1. We think the learned Subordinate Judge is right in this case. It appears that when the summons was taken out on the first occasion the serving officer was informed by the agent of the defendants that they had gone to a village in Puducottah territory and the date when they would return was not known. He then affixed the summons to the door of the defendant's house. This was on the 14th November 1909. A second summons was issued in January 1910 and again the process server was informed by the agent of the defendants that they had gone 2 or 3 days previously to soma place in the Puducottah territory and it was not known when they would return. The peon thereupon again affixed the summons to the door of the defendant's house. The court then declared the defendants ex parte and proceeded with the suit. It is argued on behalf of the appellants that there is no order of the Subordinate Judge who heard the case declaring that there had been a sufficient service. But the whole record is not before us and the appellants did not take this objection before the lower Court and there is no statement to that effect in their affidavits. We are, therefore, unable to say that this contention is well founded in fact.
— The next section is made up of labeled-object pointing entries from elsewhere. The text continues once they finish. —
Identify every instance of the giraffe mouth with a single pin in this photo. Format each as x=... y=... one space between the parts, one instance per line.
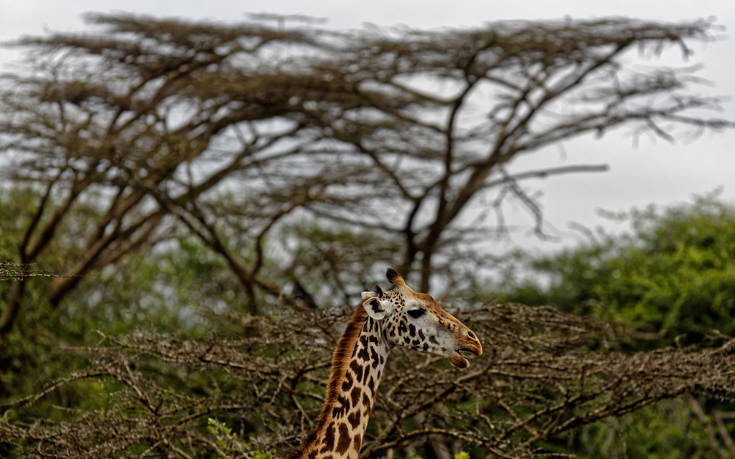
x=458 y=358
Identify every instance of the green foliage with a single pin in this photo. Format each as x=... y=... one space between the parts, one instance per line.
x=674 y=275
x=672 y=278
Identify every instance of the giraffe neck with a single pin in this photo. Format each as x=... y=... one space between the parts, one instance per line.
x=357 y=366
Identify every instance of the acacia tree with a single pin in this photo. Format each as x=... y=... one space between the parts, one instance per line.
x=250 y=137
x=396 y=131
2. Upon the facts of the case, the lower Court was right in holding that there was due service of the summons on the defendants. No doubt service ought primarily to be made on the defendants personally and every reasonable effort should be made to effect such service. But if it appears that reasonable efforts have been made to effect personal service but without success the Code of Civil Procedure permits of the summon's being affixed to the outer door of the residence of the defendants. When the officer is justified is taking the latter step such service would not be open to objection. Here the peon was informed that the defendants had gone to a village in the territory of Puducottah and he had no reason to disbelieve the statement of the defendants' agent that it was not known when they would return and the defendants' own affidavits show that they were about that time going from village to village in the territory of Puducottah. The peon relying on the statement of the defendants' Kariasthar was justified in affixing the copy to the outer door of the defendants' residence. It is argued by the learned vakil for the appellants, that summons ought to have been sent to Puducottah and he relies on Abraham Pillai v. Donald Smith I.L.R. (1906) M. 324, as authority for this proposition. But Section 89 of the Code of Civil Procedure, 1882, on which reliance is placed in that case, deals with cases in which the defendants reside out of British India and if the learned Judge meant to lay down a general proposition to the effect that when summons is taken to a defendant's place of residence in British India but he is away in a foreign territory for a temporary purpose, then the court must act-under the section of the Code which lays down the mode for effecting service in a foreign territory, we should, with all respect, dissent from such a view. On the other hand, the ruling in Sankaralinga Mudali v. Rathnasabapathi Mudali I.L.R. (1897) M. 324, in our opinion, lays down the law correctly.
3. It also appears that the defendants knew as fat as back as the 6th November 1909, all about the institution of the present suit.
4. The appeals are dismissed with costs.